Numbers, good in the abstract, expressed the world. And they expressed her. As her twelfth birthday approached, we saw some very unusual numbers: || 351/365, || 71/73, || 359/365. What could they mean? Then we understood; with characteristic exactitude, Jessy was calculating her age. Two weeks short of her birthday: 365 — 14 = 351 days. One week short: 359 days. And ten days? 71/73? That’s what you get when you reduce 355/365 to lowest terms!

Age eleven was when Jessy took off on her own. Now she made her own sheets; she no longer needed a mathematical companion, though a resourceful helper taught her to calculate areas. Megan drew diagrams and Jessy solved the problems handily; she understood their connection to the real world. But the world that was most real to her was not that of our everyday bread-and-butter problems. With the necessary notations and operations in place, numbers, not words, became Jessy’s primary expressive instrument.
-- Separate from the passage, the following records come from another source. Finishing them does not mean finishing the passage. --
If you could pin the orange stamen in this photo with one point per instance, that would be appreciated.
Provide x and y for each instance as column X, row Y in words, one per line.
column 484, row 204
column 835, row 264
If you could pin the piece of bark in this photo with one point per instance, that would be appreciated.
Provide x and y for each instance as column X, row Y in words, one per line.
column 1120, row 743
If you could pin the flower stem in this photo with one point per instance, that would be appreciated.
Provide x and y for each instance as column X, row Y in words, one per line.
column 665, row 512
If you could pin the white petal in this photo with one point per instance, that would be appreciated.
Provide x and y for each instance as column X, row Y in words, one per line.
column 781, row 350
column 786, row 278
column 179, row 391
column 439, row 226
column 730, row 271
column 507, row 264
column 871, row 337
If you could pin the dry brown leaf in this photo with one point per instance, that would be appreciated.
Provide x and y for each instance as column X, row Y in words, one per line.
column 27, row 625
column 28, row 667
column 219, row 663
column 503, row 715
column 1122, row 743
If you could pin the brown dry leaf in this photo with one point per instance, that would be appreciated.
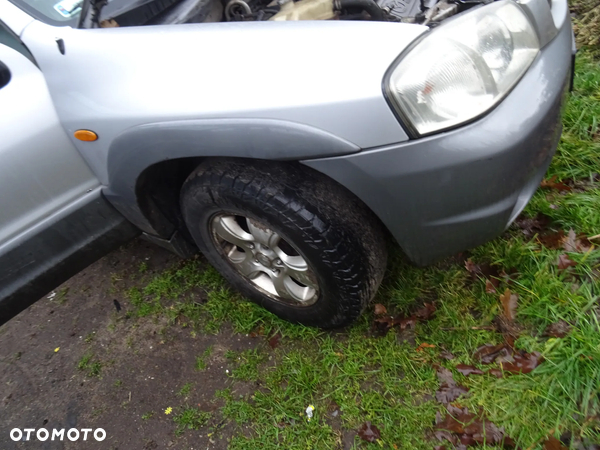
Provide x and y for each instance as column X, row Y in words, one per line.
column 257, row 332
column 531, row 226
column 449, row 390
column 564, row 262
column 425, row 312
column 491, row 285
column 553, row 184
column 471, row 267
column 570, row 242
column 557, row 329
column 274, row 341
column 468, row 370
column 576, row 244
column 446, row 355
column 423, row 346
column 369, row 432
column 553, row 241
column 523, row 363
column 488, row 353
column 551, row 443
column 496, row 372
column 405, row 323
column 509, row 303
column 380, row 309
column 471, row 429
column 448, row 393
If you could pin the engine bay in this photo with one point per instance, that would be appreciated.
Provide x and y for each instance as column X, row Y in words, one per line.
column 107, row 13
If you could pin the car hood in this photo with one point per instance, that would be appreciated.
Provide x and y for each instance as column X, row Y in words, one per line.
column 326, row 75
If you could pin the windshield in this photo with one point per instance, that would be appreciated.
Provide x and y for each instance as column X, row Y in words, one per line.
column 54, row 12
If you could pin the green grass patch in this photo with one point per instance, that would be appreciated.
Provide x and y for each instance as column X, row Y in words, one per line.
column 190, row 419
column 92, row 367
column 353, row 376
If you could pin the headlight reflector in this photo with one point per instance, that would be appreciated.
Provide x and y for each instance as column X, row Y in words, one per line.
column 464, row 67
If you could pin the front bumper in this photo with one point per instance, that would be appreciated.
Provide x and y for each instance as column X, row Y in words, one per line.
column 456, row 190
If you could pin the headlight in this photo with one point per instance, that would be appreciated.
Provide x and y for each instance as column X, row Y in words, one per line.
column 464, row 67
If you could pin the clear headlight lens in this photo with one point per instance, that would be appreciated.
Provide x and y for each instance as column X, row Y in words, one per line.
column 464, row 67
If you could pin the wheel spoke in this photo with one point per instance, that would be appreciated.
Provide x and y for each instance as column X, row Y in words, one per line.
column 281, row 287
column 263, row 235
column 297, row 268
column 248, row 267
column 228, row 229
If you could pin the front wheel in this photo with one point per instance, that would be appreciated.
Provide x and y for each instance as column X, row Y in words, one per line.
column 286, row 237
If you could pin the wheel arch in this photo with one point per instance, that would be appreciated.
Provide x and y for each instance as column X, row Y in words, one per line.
column 148, row 164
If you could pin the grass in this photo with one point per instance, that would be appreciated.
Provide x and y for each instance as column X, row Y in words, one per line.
column 201, row 360
column 190, row 419
column 386, row 380
column 185, row 390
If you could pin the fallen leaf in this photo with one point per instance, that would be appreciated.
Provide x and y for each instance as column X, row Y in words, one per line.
column 523, row 363
column 380, row 309
column 509, row 303
column 274, row 341
column 257, row 332
column 425, row 312
column 455, row 421
column 448, row 393
column 553, row 184
column 471, row 267
column 471, row 429
column 576, row 244
column 468, row 370
column 449, row 390
column 408, row 322
column 551, row 443
column 446, row 355
column 424, row 345
column 557, row 329
column 442, row 435
column 564, row 262
column 369, row 432
column 488, row 353
column 491, row 285
column 496, row 372
column 570, row 242
column 553, row 241
column 530, row 226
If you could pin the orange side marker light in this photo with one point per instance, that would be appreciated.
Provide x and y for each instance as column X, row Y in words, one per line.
column 85, row 135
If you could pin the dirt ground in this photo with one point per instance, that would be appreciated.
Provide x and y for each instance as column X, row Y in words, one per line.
column 142, row 364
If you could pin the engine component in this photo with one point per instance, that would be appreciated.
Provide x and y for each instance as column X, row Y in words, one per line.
column 187, row 11
column 305, row 10
column 237, row 6
column 401, row 9
column 369, row 6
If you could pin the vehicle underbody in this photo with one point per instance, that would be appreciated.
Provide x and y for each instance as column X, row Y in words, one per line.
column 100, row 13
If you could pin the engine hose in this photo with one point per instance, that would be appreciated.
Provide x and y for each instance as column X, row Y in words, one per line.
column 366, row 5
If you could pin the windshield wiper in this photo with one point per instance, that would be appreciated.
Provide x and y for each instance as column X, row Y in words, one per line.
column 90, row 13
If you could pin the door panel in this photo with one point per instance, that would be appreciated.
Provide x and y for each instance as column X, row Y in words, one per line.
column 40, row 169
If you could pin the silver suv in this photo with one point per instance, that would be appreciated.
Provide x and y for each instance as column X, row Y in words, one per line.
column 283, row 139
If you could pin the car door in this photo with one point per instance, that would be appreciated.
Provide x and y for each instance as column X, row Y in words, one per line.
column 51, row 209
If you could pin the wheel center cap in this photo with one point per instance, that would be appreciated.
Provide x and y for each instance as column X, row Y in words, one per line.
column 264, row 260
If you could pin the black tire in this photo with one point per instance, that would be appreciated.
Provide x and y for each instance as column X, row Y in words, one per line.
column 335, row 233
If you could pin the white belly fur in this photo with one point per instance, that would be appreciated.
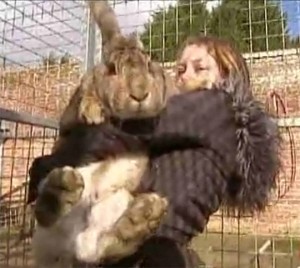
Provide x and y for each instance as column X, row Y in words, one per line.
column 78, row 234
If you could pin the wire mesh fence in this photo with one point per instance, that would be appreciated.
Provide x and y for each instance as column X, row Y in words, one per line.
column 46, row 44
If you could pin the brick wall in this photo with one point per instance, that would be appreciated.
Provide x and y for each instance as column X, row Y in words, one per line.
column 45, row 93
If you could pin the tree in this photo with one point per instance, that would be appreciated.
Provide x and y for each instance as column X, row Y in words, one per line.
column 263, row 28
column 169, row 28
column 230, row 20
column 52, row 59
column 65, row 59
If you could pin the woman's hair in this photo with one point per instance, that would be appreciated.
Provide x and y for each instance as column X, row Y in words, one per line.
column 228, row 58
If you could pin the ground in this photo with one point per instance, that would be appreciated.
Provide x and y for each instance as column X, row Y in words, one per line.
column 238, row 251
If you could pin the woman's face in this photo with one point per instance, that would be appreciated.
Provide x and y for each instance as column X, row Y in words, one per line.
column 197, row 68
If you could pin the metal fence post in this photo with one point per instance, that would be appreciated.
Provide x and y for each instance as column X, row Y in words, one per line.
column 90, row 43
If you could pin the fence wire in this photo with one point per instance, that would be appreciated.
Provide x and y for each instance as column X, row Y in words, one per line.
column 43, row 46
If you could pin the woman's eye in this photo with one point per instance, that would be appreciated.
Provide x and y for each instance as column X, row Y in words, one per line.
column 200, row 68
column 111, row 69
column 180, row 69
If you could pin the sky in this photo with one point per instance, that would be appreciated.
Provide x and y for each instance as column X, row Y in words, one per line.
column 29, row 29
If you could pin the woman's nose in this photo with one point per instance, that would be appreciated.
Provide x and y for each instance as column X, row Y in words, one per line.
column 188, row 74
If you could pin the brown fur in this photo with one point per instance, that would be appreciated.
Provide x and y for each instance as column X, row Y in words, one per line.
column 126, row 85
column 228, row 58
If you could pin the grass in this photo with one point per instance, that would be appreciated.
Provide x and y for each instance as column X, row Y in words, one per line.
column 233, row 251
column 217, row 251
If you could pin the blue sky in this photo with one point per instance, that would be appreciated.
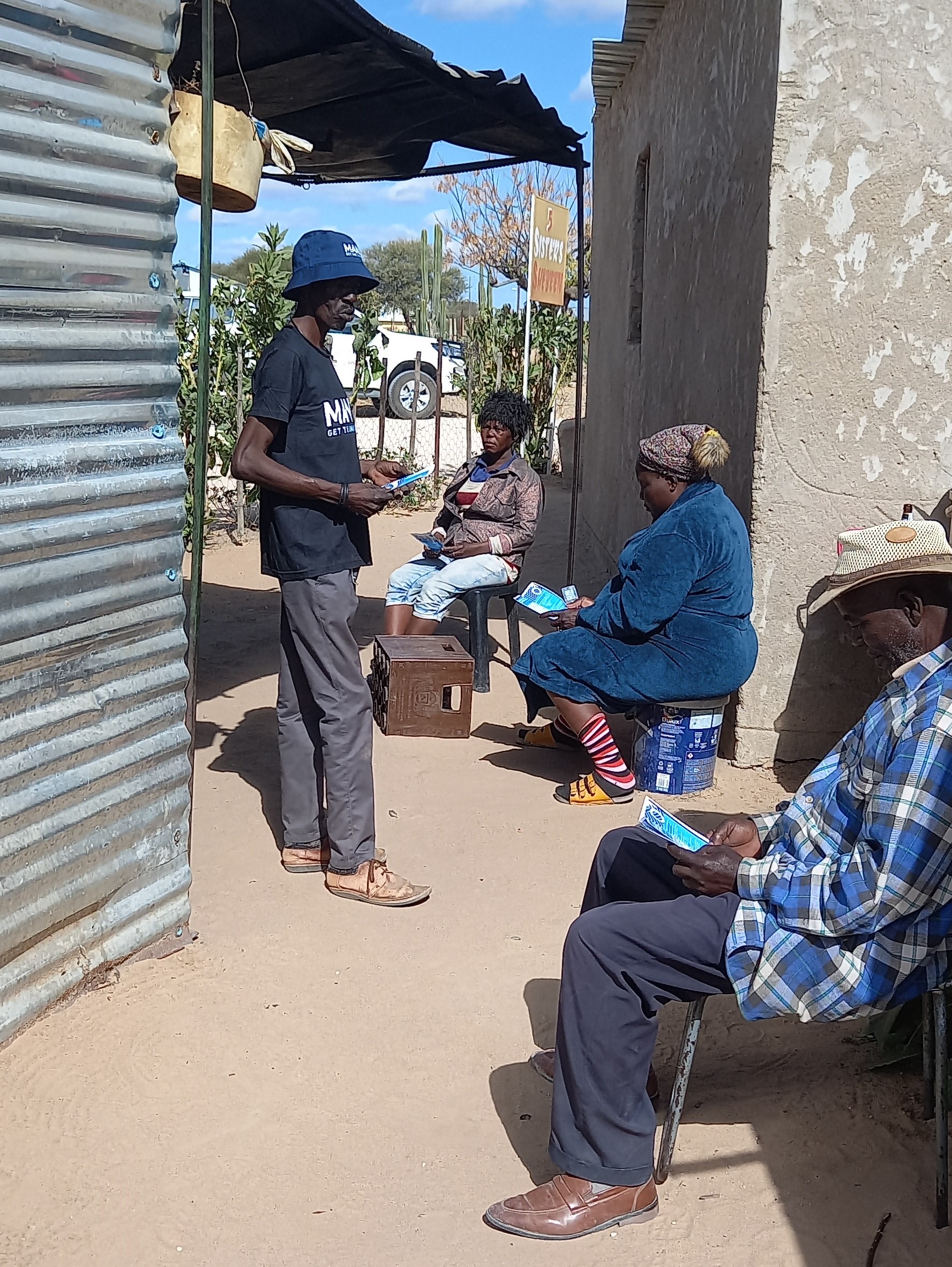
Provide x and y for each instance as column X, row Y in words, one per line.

We can’t know how great a part circumstances played in Jessy’s annus mirabilis. For we were not at home in her familiar house full of built-in activities; as once before, when she was four, her father was on sabbatical. We were living ten floors up in a small apartment outside Paris. No toys — not that Jessy played with toys much — nothing but paper, pencils, and a typewriter. In the cold, cloudy spring, only the activities we could think up. Prodigiously inventive, Megan lured Jessy into reading, typing questions to which Jessy typed out answers in a progressive dialogue. She typed out, in words, all the numbers from i to 100; it turned out she could spell better than we knew. The typewriter was good for numbers; with Megan she converted fractions to percents and solved simple equations. But Jessy could not be constantly accompanied. Alone in her own world she pursued different calculations.

Clocks became fascinating when she learned that the French numbered time not in twelve hours but in twenty-four. She drew a ten-hour clock, a twelve-hour clock, a fourteen-hour clock, sixteen-, eighteen-, twenty-four-, and thirty-six-hour clocks. She converted hours to minutes, minutes to seconds; surviving sheets record that 3600 seconds = 60 minutes = 1 hour. Carefully she drew in each second. Time was now something to play with. Fractional conversions became so rapid as to seem intuitive: 49 hours = 2 1/24 days. Soon she was mapping space as well as time: 7 1/2 inches = 5/8 foot.

And hour after hour she multiplied and divided. There were no calculators then. I couldn’t keep all the sheets of paper she consumed, and Jessy didn’t want them. Once they were done, she’d internalized her discoveries, 51 X 51, 52 X 52, 53 X 53, and on and on. Even I could see what she was up to: determining squares, then cubes, then higher and higher powers. And what can be multiplied can be divided; her long division became more and more bizarre as she searched out larger primes and identified more factors. She liked the number 60; it was handy for clocks. I kept the sheet that said it was divisible twelve ways. But that was just the beginning. Months later another sheet recorded that 26082 was divisible by 1, 2, 3, 6, 7, 9, 14, 18, 21, 23, 27, 42, 46, 54, 63, 69, 81, 126, 138, 161, 162, 189, 207, 322, 378, 414, 483, 567, 621, 966, 1134, 1242, 1449, 1863, 2898. There the numbers stopped. Did she finish the series somewhere else?